Implementing Artificial Intelligence in Skin Cancer Detection

Implementing Artificial Intelligence in Skin Cancer Detection

Advances in imaging technology are enabling earlier detection and diagnosis of skin cancers, and a team is leading an effort at the Kimberly and Eric J. Waldman Melanoma and Skin Cancer Center at Mount Sinai to enhance the prognostic potential of these tools.

Advances in imaging technology are enabling earlier detection and diagnosis of skin cancers and, more crucially, earlier interventions. Banu Farabi, MD, is leading efforts at the Kimberly and Eric J. Waldman Melanoma and Skin Cancer Center at Mount Sinai to enhance the prognostic potential of these tools.

Working with a team of engineers, Dr. Farabi is integrating artificial intelligence (AI) into the Center’s VECTRA® WB360 system. The goal, she explains, is to improve the system’s ability to detect high-risk skin lesions on a macroscopic level.

“Right now, the system picks up everything from benign lesions to pigment marks,” says Dr. Farabi, Director of Skin Cancer Screening and Imaging at the Center, and Assistant Professor of Dermatology at the Icahn School of Medicine at Mount Sinai. “By training the algorithm to recognize and ignore benign lesions on a variety of skin tones, we believe the system will be more precise in detecting skin cancers,” she says.
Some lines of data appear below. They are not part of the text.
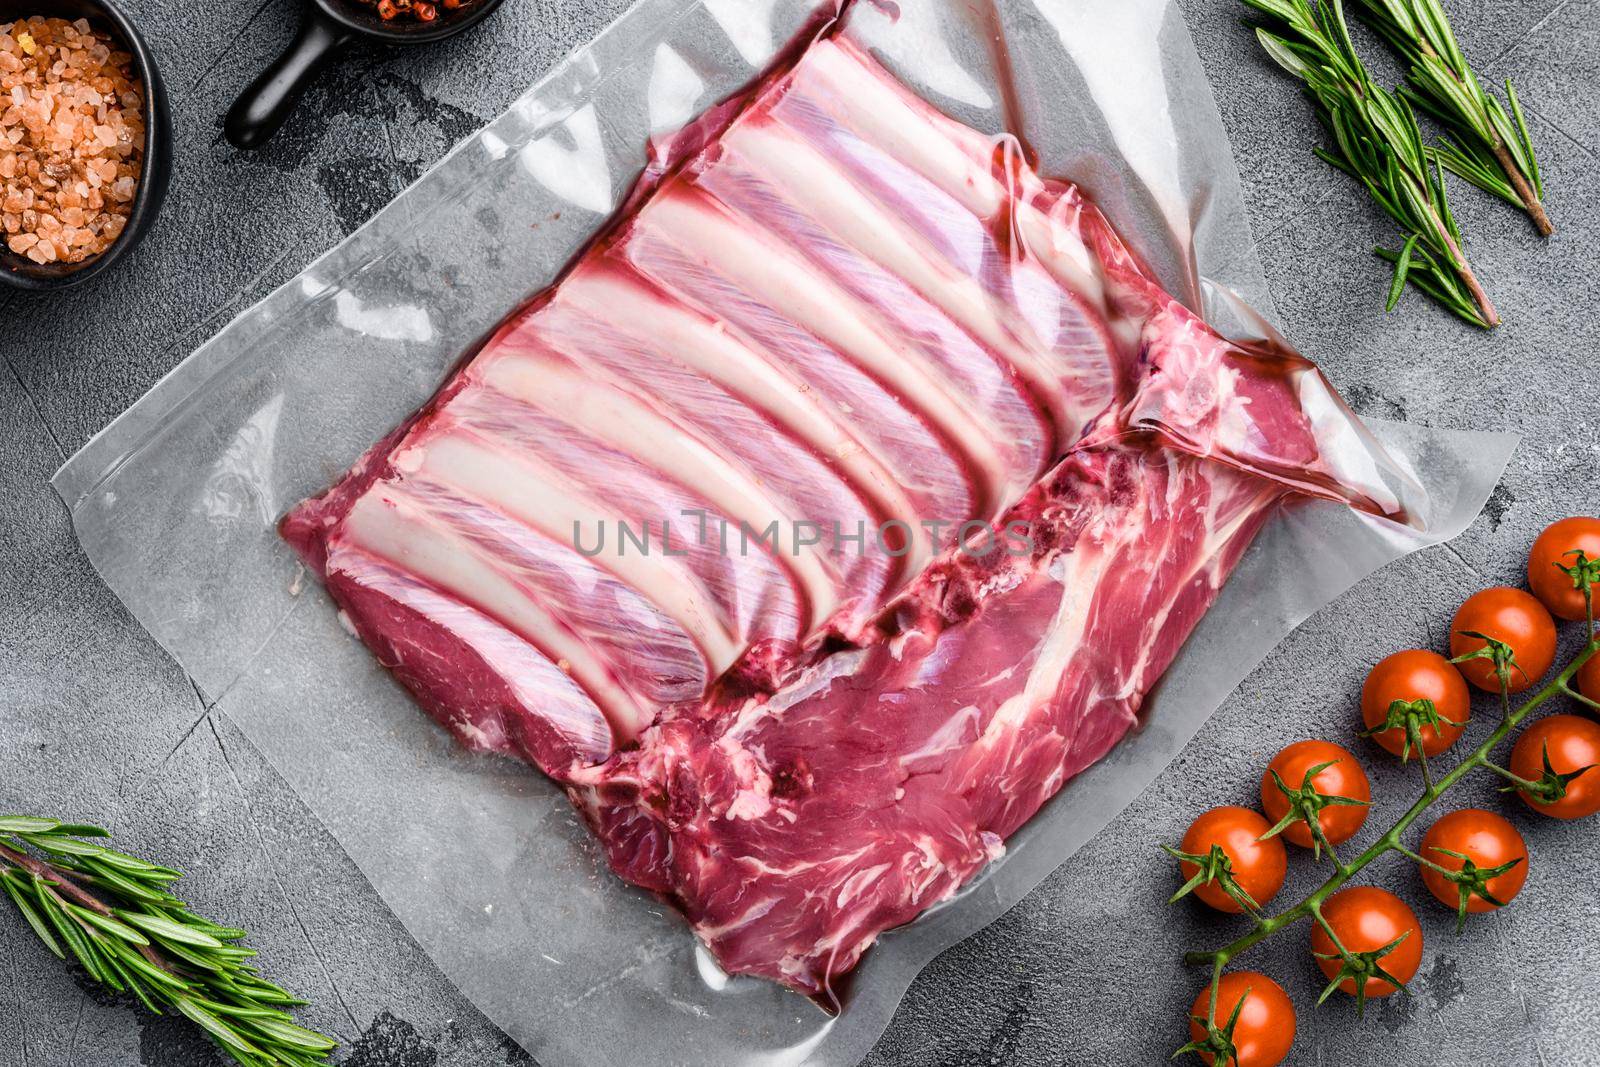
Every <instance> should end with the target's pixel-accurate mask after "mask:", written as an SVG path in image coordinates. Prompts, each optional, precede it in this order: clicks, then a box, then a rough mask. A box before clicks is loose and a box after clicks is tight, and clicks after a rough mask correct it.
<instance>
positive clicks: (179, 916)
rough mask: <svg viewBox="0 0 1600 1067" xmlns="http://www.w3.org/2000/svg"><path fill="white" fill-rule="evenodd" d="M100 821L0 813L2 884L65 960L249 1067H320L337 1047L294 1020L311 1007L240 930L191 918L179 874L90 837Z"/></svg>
mask: <svg viewBox="0 0 1600 1067" xmlns="http://www.w3.org/2000/svg"><path fill="white" fill-rule="evenodd" d="M104 837H109V835H107V833H106V830H102V829H99V827H94V825H75V824H67V822H56V821H54V819H30V817H24V816H0V888H3V889H5V894H6V896H8V897H11V902H13V904H16V907H18V910H19V912H21V913H22V918H24V920H26V921H27V925H29V926H32V929H34V933H35V934H38V939H40V941H42V942H45V947H46V949H50V950H51V952H53V953H56V957H59V958H62V960H66V958H67V953H69V952H70V953H72V957H74V958H75V960H77V961H78V963H82V965H83V969H85V971H88V974H90V977H93V979H94V981H96V982H99V984H102V985H107V987H110V989H112V990H115V992H118V993H120V992H131V993H133V995H134V997H138V998H139V1001H141V1003H142V1005H144V1006H146V1008H149V1009H150V1011H154V1013H157V1014H162V1009H163V1008H170V1009H173V1011H178V1013H179V1014H182V1016H186V1017H187V1019H190V1021H192V1022H194V1024H195V1025H198V1027H200V1029H202V1030H205V1033H206V1035H208V1037H210V1038H211V1040H213V1041H214V1043H216V1045H218V1046H219V1048H221V1049H222V1051H224V1053H227V1054H229V1056H230V1057H232V1059H234V1061H235V1062H238V1064H243V1067H317V1065H320V1064H326V1062H328V1053H330V1051H331V1049H333V1048H334V1041H333V1040H331V1038H328V1037H323V1035H322V1033H315V1032H314V1030H307V1029H304V1027H299V1025H296V1024H294V1021H293V1019H291V1017H290V1014H288V1011H285V1008H296V1006H301V1005H304V1003H306V1001H304V1000H296V998H294V997H291V995H290V993H286V992H285V990H282V989H278V987H277V985H274V984H272V982H267V981H266V979H262V977H261V973H259V971H256V968H253V966H250V965H248V963H246V960H250V958H251V957H254V955H256V953H254V950H251V949H245V947H243V945H240V944H237V942H238V941H240V939H243V937H245V931H243V929H232V928H229V926H219V925H216V923H213V921H210V920H206V918H202V917H198V915H195V913H194V912H190V910H189V909H187V905H186V904H184V902H182V901H179V899H178V897H176V896H173V894H171V893H170V891H168V886H171V885H173V883H174V881H178V880H179V878H181V877H182V875H181V873H179V872H176V870H171V869H168V867H160V865H157V864H150V862H146V861H142V859H136V857H133V856H126V854H123V853H118V851H114V849H110V848H107V846H104V845H96V843H93V841H90V840H85V838H104Z"/></svg>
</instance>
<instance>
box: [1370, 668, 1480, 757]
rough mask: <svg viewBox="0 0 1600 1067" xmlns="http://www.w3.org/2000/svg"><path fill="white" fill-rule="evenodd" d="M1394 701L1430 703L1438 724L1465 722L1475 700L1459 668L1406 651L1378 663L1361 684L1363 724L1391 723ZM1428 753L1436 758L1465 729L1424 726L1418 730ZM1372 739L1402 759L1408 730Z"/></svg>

Dr. Farabi plans to assess that accuracy through a retrospective study comparing identified melanomas from a cohort of patients who have undergone Vectra imaging against those from patients who have not undergone such imaging to identify differences in diagnosis, staging, and outcomes. The findings have the potential to significantly reduce the number of biopsies performed. Dr. Farabi is also exploring ways to use AI to improve lesion detection using reflective confocal microscopy. These efforts reflect the Center’s dedication to pushing the boundaries of what is possible in diagnosis and treatment, says Director Jesse Lewin, MD.
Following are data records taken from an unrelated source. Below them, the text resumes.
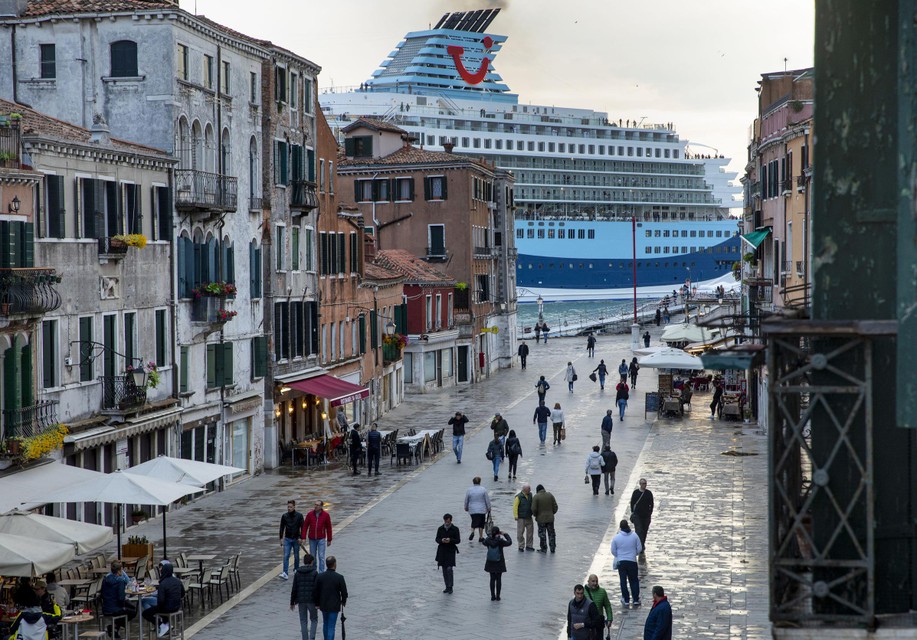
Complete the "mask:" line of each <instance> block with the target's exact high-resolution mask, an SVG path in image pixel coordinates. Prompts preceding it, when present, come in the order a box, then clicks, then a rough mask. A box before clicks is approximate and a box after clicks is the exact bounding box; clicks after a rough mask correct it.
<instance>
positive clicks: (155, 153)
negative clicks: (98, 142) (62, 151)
mask: <svg viewBox="0 0 917 640" xmlns="http://www.w3.org/2000/svg"><path fill="white" fill-rule="evenodd" d="M0 113H3V114H9V113H18V114H20V115H22V121H21V122H20V125H19V127H20V133H21V135H22V137H23V138H29V137H39V138H49V139H52V140H58V141H60V142H69V143H79V144H95V145H98V147H99V148H101V149H111V150H112V151H125V152H130V153H142V154H147V155H159V156H162V158H163V159H168V158H171V156H170V155H169V154H168V153H166V152H165V151H163V150H161V149H154V148H153V147H148V146H146V145H142V144H136V143H133V142H128V141H125V140H119V139H118V138H111V142H110V143H107V144H106V143H93V142H90V136H91V135H92V134H91V132H90V131H89V130H88V129H84V128H83V127H78V126H76V125H75V124H70V123H69V122H64V121H63V120H58V119H57V118H52V117H51V116H48V115H45V114H44V113H41V112H39V111H35V110H34V109H30V108H28V107H26V106H23V105H21V104H16V103H15V102H10V101H8V100H4V99H2V98H0Z"/></svg>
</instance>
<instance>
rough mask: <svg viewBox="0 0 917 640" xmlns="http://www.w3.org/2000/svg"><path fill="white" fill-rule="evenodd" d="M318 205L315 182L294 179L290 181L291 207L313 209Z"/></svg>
mask: <svg viewBox="0 0 917 640" xmlns="http://www.w3.org/2000/svg"><path fill="white" fill-rule="evenodd" d="M317 206H318V198H317V197H316V195H315V183H314V182H310V181H309V180H292V181H291V182H290V208H291V209H299V210H301V211H311V210H312V209H315V208H316V207H317Z"/></svg>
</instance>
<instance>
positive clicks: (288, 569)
mask: <svg viewBox="0 0 917 640" xmlns="http://www.w3.org/2000/svg"><path fill="white" fill-rule="evenodd" d="M290 553H292V554H293V561H294V562H293V571H296V570H297V569H299V539H298V538H284V539H283V572H284V573H289V572H290V571H289V569H290Z"/></svg>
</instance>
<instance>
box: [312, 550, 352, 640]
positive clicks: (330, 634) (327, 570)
mask: <svg viewBox="0 0 917 640" xmlns="http://www.w3.org/2000/svg"><path fill="white" fill-rule="evenodd" d="M325 567H326V570H325V571H323V572H322V573H320V574H319V575H318V578H316V580H315V589H314V591H313V593H312V601H313V602H315V606H317V607H318V608H319V610H321V612H322V637H323V638H333V637H334V628H335V627H336V626H337V621H338V615H339V614H340V613H341V610H342V609H343V608H344V606H346V604H347V583H346V582H345V581H344V576H342V575H341V574H340V573H338V572H337V571H336V569H337V558H335V557H334V556H328V558H327V559H326V560H325Z"/></svg>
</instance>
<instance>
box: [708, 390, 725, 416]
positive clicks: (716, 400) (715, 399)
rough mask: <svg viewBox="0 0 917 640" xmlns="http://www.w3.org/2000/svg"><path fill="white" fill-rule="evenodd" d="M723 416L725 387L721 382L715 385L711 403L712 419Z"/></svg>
mask: <svg viewBox="0 0 917 640" xmlns="http://www.w3.org/2000/svg"><path fill="white" fill-rule="evenodd" d="M717 416H719V417H722V416H723V385H722V384H720V383H719V382H714V383H713V401H712V402H711V403H710V419H711V420H713V419H714V418H715V417H717Z"/></svg>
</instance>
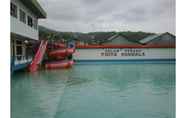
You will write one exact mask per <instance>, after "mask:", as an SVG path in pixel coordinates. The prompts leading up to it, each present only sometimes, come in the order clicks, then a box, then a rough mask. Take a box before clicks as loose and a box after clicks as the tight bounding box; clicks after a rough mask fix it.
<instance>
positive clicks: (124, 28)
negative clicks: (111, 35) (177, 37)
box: [38, 0, 175, 34]
mask: <svg viewBox="0 0 186 118" xmlns="http://www.w3.org/2000/svg"><path fill="white" fill-rule="evenodd" d="M38 1H39V3H40V4H41V6H42V7H43V8H44V9H45V11H46V12H47V19H43V20H40V22H39V23H40V24H41V25H43V26H46V27H49V28H53V29H56V30H59V31H72V32H92V31H128V30H130V31H146V32H156V33H162V32H170V33H173V34H175V0H38Z"/></svg>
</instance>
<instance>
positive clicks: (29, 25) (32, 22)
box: [27, 16, 33, 27]
mask: <svg viewBox="0 0 186 118" xmlns="http://www.w3.org/2000/svg"><path fill="white" fill-rule="evenodd" d="M27 20H28V25H29V26H30V27H32V26H33V19H32V17H30V16H28V18H27Z"/></svg>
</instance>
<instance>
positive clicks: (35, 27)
mask: <svg viewBox="0 0 186 118" xmlns="http://www.w3.org/2000/svg"><path fill="white" fill-rule="evenodd" d="M37 24H38V21H37V19H34V29H36V30H37Z"/></svg>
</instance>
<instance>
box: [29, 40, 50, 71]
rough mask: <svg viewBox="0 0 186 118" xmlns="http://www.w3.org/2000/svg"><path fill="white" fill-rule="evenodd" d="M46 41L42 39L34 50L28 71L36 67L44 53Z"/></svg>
mask: <svg viewBox="0 0 186 118" xmlns="http://www.w3.org/2000/svg"><path fill="white" fill-rule="evenodd" d="M47 43H48V41H45V40H42V41H41V43H40V46H39V48H38V50H37V52H36V55H35V57H34V59H33V60H32V62H31V64H30V66H29V71H30V72H35V71H37V69H38V66H39V64H40V63H41V61H42V59H43V56H44V54H45V51H46V49H47Z"/></svg>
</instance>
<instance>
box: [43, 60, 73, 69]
mask: <svg viewBox="0 0 186 118" xmlns="http://www.w3.org/2000/svg"><path fill="white" fill-rule="evenodd" d="M73 64H74V61H73V60H70V61H56V62H52V63H47V64H45V68H46V69H61V68H70V67H72V65H73Z"/></svg>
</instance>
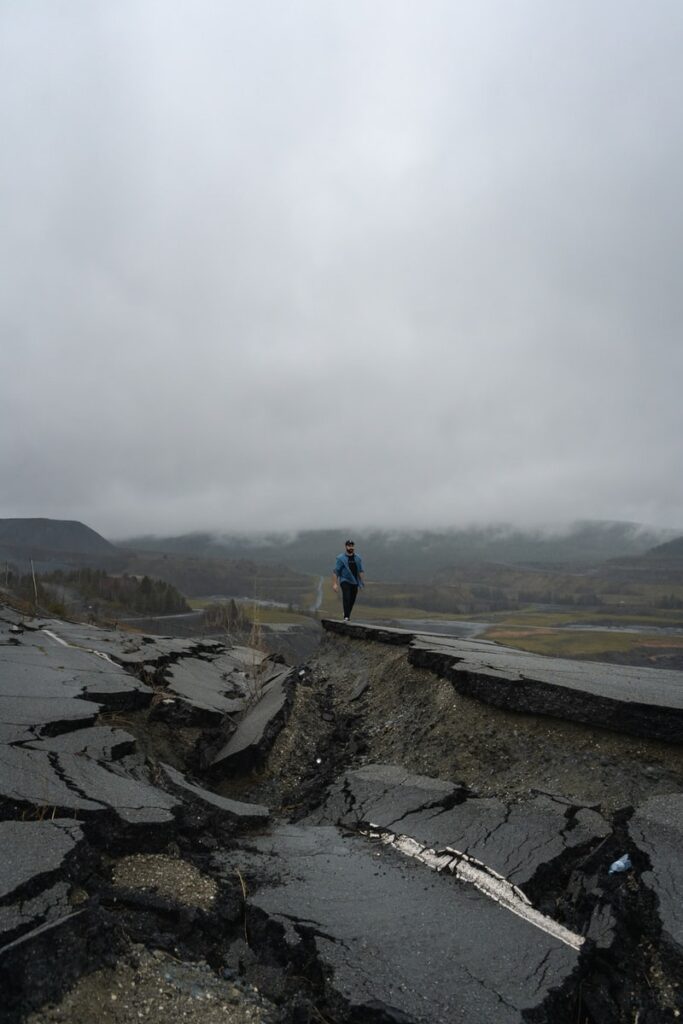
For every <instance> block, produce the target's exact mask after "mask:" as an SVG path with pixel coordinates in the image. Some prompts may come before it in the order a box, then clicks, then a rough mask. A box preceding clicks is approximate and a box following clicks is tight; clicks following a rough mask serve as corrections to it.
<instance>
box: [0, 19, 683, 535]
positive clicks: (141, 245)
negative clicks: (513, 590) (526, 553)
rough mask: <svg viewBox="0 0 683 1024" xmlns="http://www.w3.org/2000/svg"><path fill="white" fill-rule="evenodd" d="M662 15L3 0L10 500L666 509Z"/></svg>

“People are looking to us for more sophisticated diagnostic techniques,” says Dr. Lewin. “The work we are doing integrating AI and machine learning into our imaging devices is meeting that demand. More importantly, it is augmenting our ability to detect skin cancer early and recognize patterns, which makes it possible for us to achieve better outcomes. That, as always, is our main goal.”